Because of that, it’s perhaps not surprising that the tenor of the discussion around evidence can at some times be a little tense, something exacerbated by the rise in the last 10-15 years of the “randomistas,” or proponents of the use of experimental methods (or “Randomized Controlled Trials”) as the pre-eminent type of evidence supporting evidence-based practice. This approach turns the idea of evidence into a methods debate, an argument about essentially the philosophy of knowledge but one that has real monetary impact. If a funder requires a specific form of evidence, then programs without that evidence will struggle to get funding. This raises the stakes of a discussion where there’s already fairly strong (and opposing perspectives). As such, it’s perhaps not surprising to see arguments around evidence-based practice in peacebuilding take fairly strong and argumentative positions - from the founding Executive Director of the International Initiative for Impact Evaluation and RCT proponent arguing that “Most interventions don’t work, most interventions aren’t evaluated and most evaluations are not used. As a result, billions of dollars of money from governments and individual donations is wasted on ineffective programmes” to arguments that “the limitations of randomista economics have given rise to a particular way of thinking characterized by piecemeal analysis, ad hoc resort to theory, indifference to history and context, and methodological fundamentalism.”
Against that backdrop, we went into our research expecting to find passionate disagreement between different sectors of the peacebuilding field around evidence-based practice, and we largely didn’t. Instead, we found significant consensus. The respondents to our survey largely valued the idea of evidence-based practice in the abstract, and in practice they defined the idea of evidence not by any one specific method (in the most part), but instead by multiple sources of evidence using multiple methods. In fact, about twenty percent of the responses rejected the idea that methods-as-methods mattered much at all, and instead argued for the need for quality evidence more broadly: evidence that appeared to grapple effectively with issues of bias and the various sources of misanalysis and misinformation that could easily crop up in assessments and research.

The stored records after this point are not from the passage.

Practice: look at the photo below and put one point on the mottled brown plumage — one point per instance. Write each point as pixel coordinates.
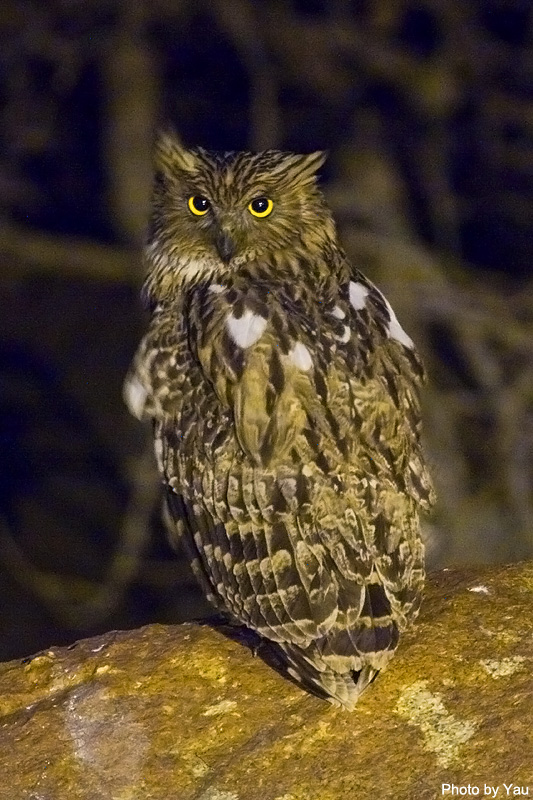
(284, 397)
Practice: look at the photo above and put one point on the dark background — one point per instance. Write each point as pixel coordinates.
(426, 110)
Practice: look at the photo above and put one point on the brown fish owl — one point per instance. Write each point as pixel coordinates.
(284, 397)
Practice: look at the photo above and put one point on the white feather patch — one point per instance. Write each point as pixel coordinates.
(358, 295)
(135, 397)
(247, 330)
(346, 335)
(301, 357)
(395, 329)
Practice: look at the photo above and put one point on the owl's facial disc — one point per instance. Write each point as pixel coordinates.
(225, 245)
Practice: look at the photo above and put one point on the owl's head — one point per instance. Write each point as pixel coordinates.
(215, 212)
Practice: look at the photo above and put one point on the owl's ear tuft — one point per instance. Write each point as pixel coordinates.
(303, 168)
(169, 153)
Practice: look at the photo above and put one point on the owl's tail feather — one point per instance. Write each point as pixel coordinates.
(339, 688)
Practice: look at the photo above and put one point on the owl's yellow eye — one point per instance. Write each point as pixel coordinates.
(261, 207)
(199, 205)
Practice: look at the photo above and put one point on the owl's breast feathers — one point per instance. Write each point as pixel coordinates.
(288, 432)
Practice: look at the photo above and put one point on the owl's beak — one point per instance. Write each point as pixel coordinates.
(225, 246)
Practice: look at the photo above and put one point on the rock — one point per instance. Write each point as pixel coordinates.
(186, 713)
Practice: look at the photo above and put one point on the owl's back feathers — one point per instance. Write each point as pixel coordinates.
(284, 395)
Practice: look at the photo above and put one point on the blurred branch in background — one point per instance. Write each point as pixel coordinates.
(424, 107)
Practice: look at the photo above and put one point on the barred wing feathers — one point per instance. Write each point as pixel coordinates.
(288, 435)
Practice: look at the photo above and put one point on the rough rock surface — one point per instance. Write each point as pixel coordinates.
(185, 713)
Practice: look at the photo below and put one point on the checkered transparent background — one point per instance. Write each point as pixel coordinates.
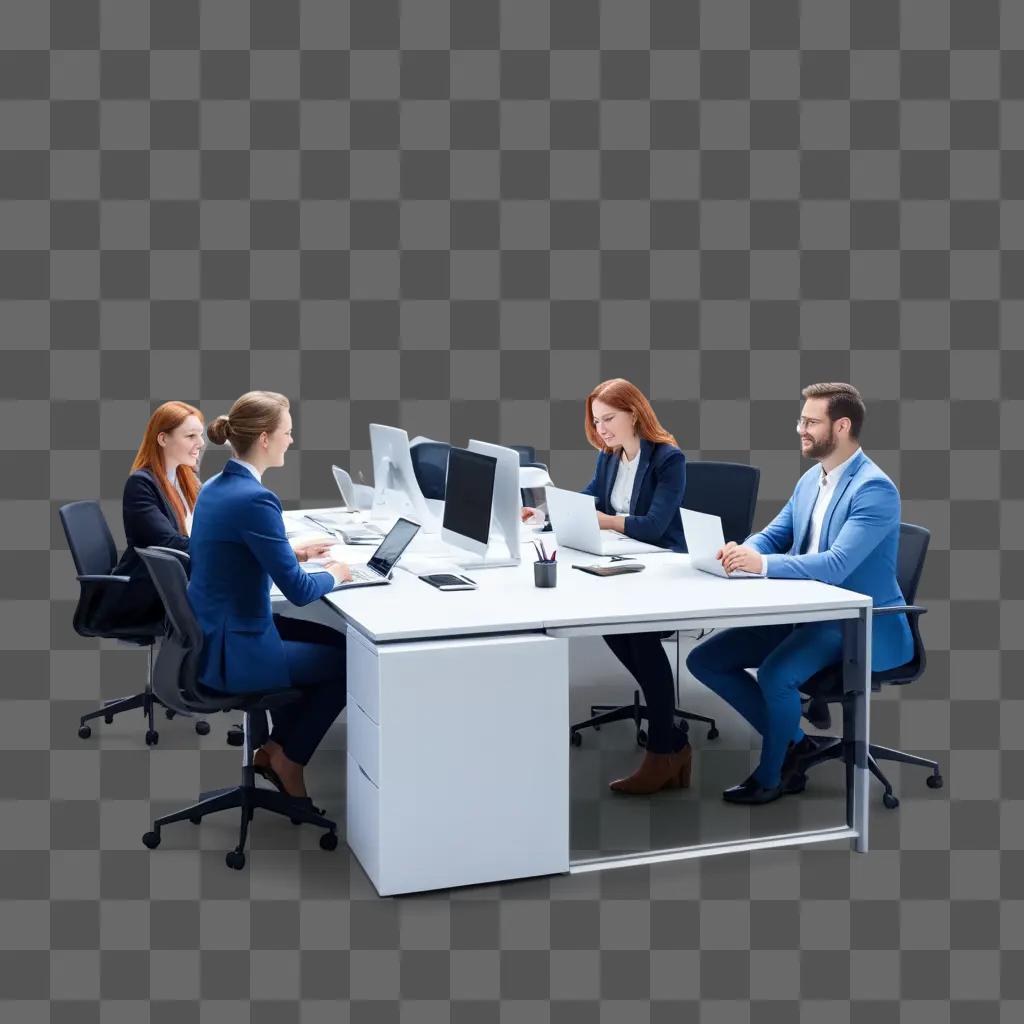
(457, 216)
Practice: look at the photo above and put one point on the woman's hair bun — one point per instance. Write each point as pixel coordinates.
(218, 430)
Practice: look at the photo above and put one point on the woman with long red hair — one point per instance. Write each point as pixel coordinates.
(157, 506)
(638, 487)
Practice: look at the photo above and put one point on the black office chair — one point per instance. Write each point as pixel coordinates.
(430, 467)
(95, 555)
(176, 684)
(728, 489)
(826, 685)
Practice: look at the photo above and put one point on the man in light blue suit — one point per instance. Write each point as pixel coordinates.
(841, 526)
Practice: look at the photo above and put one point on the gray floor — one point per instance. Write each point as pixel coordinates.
(605, 823)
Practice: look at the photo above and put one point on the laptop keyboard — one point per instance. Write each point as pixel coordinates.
(363, 574)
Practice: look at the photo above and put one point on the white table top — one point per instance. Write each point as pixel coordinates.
(507, 601)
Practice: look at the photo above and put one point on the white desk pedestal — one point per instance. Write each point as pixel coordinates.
(438, 791)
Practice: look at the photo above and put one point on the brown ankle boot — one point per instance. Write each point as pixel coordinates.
(657, 771)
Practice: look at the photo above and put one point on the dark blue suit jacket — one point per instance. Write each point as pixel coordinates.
(148, 521)
(238, 548)
(657, 494)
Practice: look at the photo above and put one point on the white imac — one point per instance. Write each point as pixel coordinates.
(507, 501)
(395, 489)
(469, 491)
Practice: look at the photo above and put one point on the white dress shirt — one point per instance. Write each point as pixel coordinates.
(826, 487)
(622, 491)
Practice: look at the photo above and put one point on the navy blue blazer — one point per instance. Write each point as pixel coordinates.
(148, 520)
(657, 493)
(238, 548)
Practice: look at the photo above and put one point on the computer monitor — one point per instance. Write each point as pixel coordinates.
(507, 503)
(469, 491)
(395, 489)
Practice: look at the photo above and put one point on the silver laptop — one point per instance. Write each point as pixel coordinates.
(378, 569)
(704, 540)
(574, 521)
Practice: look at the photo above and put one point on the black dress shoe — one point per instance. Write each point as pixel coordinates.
(752, 792)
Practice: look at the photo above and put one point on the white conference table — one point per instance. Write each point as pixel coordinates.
(445, 790)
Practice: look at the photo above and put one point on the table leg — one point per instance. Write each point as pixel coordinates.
(857, 687)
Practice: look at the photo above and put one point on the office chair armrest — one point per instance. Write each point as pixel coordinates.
(182, 556)
(892, 609)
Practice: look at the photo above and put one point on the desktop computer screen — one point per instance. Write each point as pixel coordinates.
(468, 495)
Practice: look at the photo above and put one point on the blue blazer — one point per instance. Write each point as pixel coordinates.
(857, 548)
(657, 494)
(238, 548)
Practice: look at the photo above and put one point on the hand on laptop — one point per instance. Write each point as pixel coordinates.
(739, 558)
(339, 570)
(312, 549)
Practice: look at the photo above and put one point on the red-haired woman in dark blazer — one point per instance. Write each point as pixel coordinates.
(638, 485)
(157, 506)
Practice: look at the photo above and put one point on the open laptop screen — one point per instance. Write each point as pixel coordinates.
(392, 546)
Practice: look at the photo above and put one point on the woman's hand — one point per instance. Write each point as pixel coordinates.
(313, 549)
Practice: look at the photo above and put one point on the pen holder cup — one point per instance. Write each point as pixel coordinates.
(545, 573)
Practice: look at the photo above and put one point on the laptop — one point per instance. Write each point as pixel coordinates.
(378, 569)
(573, 519)
(704, 540)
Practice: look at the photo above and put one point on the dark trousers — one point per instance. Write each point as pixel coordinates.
(316, 667)
(644, 656)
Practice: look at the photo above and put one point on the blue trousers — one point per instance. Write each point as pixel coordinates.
(315, 656)
(784, 657)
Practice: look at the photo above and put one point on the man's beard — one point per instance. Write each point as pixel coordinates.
(820, 450)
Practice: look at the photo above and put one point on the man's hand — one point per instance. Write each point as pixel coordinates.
(739, 557)
(339, 570)
(313, 549)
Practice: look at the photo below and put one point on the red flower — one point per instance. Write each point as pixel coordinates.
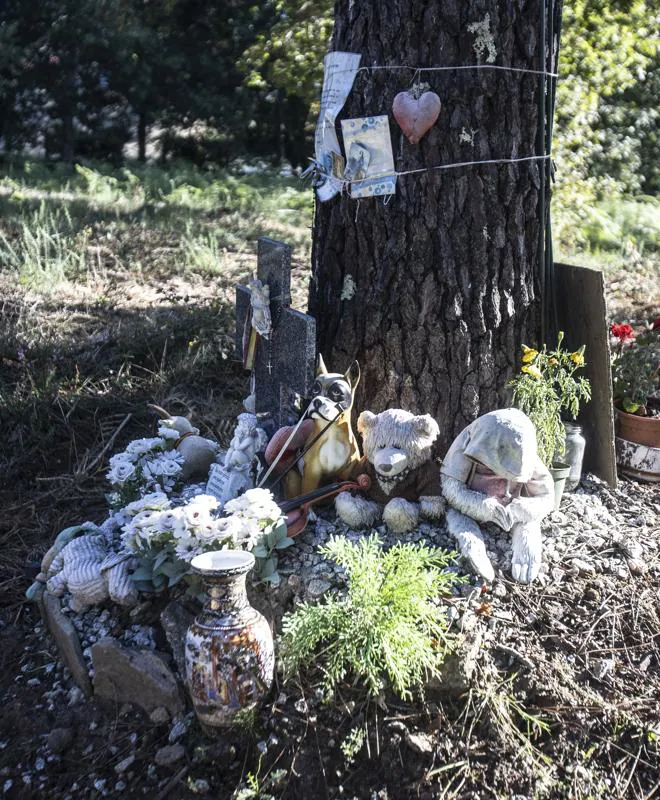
(624, 332)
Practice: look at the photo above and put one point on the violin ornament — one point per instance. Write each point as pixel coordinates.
(325, 436)
(198, 453)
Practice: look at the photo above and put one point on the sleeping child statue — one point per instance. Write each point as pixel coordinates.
(492, 473)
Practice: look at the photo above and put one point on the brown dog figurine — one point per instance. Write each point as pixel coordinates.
(333, 455)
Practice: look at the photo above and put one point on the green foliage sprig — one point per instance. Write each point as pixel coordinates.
(635, 366)
(386, 628)
(547, 386)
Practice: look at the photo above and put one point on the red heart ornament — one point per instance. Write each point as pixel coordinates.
(416, 115)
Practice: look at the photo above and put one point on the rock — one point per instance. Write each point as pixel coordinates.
(317, 587)
(176, 620)
(179, 728)
(458, 668)
(583, 567)
(420, 743)
(59, 739)
(67, 641)
(637, 566)
(601, 667)
(123, 765)
(169, 754)
(142, 677)
(160, 716)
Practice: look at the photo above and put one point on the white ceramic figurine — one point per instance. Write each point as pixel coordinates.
(492, 473)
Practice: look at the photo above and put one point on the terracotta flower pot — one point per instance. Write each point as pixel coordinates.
(229, 647)
(641, 430)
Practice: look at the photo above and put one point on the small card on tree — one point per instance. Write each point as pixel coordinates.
(368, 148)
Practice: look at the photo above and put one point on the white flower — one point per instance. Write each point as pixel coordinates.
(205, 501)
(255, 504)
(135, 539)
(173, 521)
(121, 472)
(121, 458)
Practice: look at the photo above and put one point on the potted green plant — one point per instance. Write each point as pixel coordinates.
(636, 390)
(546, 388)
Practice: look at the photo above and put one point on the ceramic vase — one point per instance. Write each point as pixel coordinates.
(229, 646)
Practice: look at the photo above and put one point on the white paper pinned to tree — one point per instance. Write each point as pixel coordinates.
(339, 74)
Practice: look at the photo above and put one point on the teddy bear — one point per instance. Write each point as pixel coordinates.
(405, 480)
(492, 473)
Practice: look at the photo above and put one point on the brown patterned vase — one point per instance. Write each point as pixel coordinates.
(229, 647)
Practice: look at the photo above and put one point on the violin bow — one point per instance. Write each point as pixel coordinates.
(284, 447)
(302, 455)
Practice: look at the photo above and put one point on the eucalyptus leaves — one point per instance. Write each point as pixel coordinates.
(165, 537)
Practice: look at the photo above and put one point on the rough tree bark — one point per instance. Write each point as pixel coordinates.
(447, 278)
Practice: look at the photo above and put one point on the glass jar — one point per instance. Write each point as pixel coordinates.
(574, 453)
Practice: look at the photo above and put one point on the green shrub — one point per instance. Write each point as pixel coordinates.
(386, 627)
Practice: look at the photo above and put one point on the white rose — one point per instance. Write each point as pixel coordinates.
(169, 466)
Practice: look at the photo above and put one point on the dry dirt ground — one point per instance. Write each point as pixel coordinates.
(564, 703)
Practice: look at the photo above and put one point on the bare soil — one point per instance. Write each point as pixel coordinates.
(543, 717)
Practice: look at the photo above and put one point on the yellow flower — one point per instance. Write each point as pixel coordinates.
(529, 354)
(535, 372)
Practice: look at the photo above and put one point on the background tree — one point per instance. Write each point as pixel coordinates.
(446, 275)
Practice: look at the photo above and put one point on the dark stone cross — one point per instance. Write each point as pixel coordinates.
(285, 362)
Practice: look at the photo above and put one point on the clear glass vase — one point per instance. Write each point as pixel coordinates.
(229, 647)
(573, 454)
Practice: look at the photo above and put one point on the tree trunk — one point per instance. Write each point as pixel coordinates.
(142, 137)
(68, 137)
(447, 274)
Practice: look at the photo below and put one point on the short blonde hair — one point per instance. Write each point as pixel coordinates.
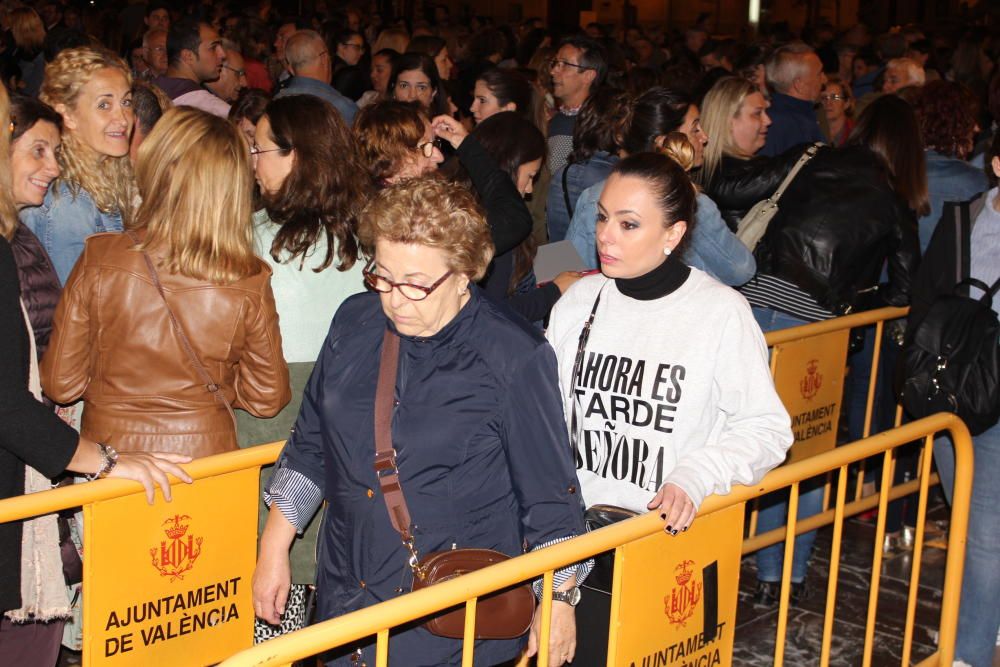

Using that definition, participants also felt that the field had a good understanding of what peace looks like: they felt that there was a good amount of evidence describing, in general, the conditions necessary for sustainable peace. In contrast, only three of the conditions asked about had evidence suggesting we know how to deliver them. That is, the field may know what peace looks like - but how to get there from here is, for the most part, something where more research is needed. It’s significant, perhaps, that two of the three specific items where people thought evidence existed were part of the Women, Peace, and Security Agenda - increasing women’s engagement in economic and political life broadly, and in peacemaking specifically. There is an argument that there is no conceptual area where the gap between what the world knows needs to be done (and how to do it) and where we are as a global society is quite as large as it is with the WPS agenda specifically, and this survey does support that argument.
We went into this survey expecting to highlight differences within the field for deeper discussion. Instead, we found that the field actually has fairly strong agreement over core issues. We care about evidence, and we want good evidence of all kinds to inform our work. That finding provides, for us, some optimism that we have a strong foundation to build from as a field.